Une situation qu’il a qualifiée de «très grave», car ces ruptures de stock peuvent compromettre le traitement des patients et péjorer leurs chances de guérison. Jusqu’à récemment, la pénurie frappait avant tout les pharmacies des hôpitaux, mais elle touche désormais aussi toutes les pharmacies grand public. Certes, lorsqu’un médicament fait défaut, le médecin peut toujours prescrire un autre dont l’effet est le même, mais ce n’est pas toujours possible. Et la situation est particulièrement préoccupante pour les malades chroniques. De plus, ces nouveaux médicaments sont souvent aussi plus chers, ce qui contribue à la hausse des coûts de la santé.

Effets de la mondialisation
Plusieurs facteurs expliquent cette situation de pénurie. D’abord, en raison de la mondialisation et de la pression que celle-ci exerce sur les coûts, car la plupart des principes actifs qui entrent dans la composition des médicaments ne sont plus produits en Suisse. La fabrication se concentre désormais sur quelques sites, en particulier en Chine ou en Inde. Les fabricants de médicaments dépendent donc entièrement de la livraison de ces principes actifs. Pour certains d’entre eux, les producteurs se comptent sur les doigts d’une main, voire ne sont fabriqués que par un seul producteur.

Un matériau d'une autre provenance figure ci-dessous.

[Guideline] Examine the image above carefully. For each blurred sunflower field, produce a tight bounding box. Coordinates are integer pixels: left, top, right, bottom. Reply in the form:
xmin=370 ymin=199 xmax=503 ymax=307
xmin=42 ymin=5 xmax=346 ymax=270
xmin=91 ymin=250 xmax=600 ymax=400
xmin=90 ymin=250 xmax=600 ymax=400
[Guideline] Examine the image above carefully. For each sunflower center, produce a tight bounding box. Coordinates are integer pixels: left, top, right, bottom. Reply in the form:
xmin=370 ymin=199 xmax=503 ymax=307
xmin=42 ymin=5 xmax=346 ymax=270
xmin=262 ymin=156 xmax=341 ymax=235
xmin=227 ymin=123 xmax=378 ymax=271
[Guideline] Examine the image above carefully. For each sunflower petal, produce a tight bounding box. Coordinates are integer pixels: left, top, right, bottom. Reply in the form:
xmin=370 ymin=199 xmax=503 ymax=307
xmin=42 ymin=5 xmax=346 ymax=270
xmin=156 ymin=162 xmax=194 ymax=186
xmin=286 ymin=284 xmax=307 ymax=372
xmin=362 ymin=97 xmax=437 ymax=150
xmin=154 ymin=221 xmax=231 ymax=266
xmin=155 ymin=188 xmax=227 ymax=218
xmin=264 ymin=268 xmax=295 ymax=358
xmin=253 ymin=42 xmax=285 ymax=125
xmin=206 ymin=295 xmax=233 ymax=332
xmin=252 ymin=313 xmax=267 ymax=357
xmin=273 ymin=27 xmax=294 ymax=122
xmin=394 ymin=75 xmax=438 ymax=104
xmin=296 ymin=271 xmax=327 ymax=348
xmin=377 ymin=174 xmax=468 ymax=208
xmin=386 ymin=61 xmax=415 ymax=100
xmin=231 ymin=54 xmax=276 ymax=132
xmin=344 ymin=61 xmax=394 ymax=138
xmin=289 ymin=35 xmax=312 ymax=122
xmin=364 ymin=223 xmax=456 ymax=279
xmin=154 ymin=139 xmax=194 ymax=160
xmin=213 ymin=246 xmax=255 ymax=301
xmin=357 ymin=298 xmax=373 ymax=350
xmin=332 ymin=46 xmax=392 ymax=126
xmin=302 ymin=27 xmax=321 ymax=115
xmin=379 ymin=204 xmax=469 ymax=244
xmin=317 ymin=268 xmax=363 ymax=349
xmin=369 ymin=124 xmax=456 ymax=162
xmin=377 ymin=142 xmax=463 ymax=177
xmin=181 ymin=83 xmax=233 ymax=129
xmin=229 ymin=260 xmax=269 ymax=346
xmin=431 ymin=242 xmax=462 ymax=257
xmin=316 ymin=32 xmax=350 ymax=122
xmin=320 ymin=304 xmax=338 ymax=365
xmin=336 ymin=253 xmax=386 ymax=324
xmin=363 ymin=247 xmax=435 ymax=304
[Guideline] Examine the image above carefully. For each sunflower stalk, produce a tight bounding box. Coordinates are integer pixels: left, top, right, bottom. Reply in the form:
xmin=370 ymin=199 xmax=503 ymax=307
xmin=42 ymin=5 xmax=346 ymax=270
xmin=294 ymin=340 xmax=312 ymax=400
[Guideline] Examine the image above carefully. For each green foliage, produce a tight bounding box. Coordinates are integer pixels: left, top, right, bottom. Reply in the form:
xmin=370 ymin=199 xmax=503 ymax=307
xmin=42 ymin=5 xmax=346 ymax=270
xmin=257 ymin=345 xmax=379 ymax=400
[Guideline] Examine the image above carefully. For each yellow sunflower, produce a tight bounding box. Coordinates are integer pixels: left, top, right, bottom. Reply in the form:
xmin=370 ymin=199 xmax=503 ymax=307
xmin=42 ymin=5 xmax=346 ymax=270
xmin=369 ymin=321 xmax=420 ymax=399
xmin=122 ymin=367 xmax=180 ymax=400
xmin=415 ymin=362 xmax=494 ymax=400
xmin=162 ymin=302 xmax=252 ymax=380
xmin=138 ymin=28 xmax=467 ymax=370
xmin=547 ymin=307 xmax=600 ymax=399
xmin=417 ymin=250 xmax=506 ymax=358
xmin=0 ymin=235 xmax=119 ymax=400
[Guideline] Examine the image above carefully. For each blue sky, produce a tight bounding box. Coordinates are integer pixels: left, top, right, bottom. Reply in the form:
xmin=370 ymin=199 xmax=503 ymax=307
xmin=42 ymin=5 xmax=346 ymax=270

Le pharmacien cantonal Samuel Steiner cite le cas du paracétamol, une molécule qui entre dans la composition de médicaments antidouleurs parmi les plus prescrits au monde. Or, il y a quelques années, des inondations survenues chez l’un des plus gros producteurs avaient conduit à une situation de pénurie au niveau mondial.

Toutes les maladies concernées
La pénurie concerne tous les types de médicaments. Cela va des antibiotiques aux médicaments contre l’épilepsie en passant par les maladies cardio-vasculaires, l’oncologie et les vaccins. Et cela touche aussi bien les préparations originales que les génériques, ainsi que les anciens médicaments bon marché, qui ont fait leur preuve. Ace propos, dans une récente interview au journal Amedis, Enea Martinelli expliquait que la pression pour faire baisser le prix des médicaments contribuait également à cette situation de pénurie: «En voulant faire pression sur les prix, il faut faire attention à ne pas faire plus de mal que de bien.» En effet, expliquait-il, si le prix d’un médicament est fixé trop bas, le producteur ne s’y retrouve plus et risque tout simplement de renoncer à le fabriquer.

Pour combler le manque, la loi a été assouplie afin de faciliter l’importation de médicaments en provenance de pays voisins lorsqu’ils ne sont pas disponibles en Suisse ou qu’il n’y a pas d’alternative, précise Danièle Bersier, porte-parole de Swissmedic. «Le cas échéant, il peut y avoir des problèmes avec l’emballage, car la fiche d’information n’est pas rédigée en trois langues. C’est donc au pharmacien d’informer le patient.»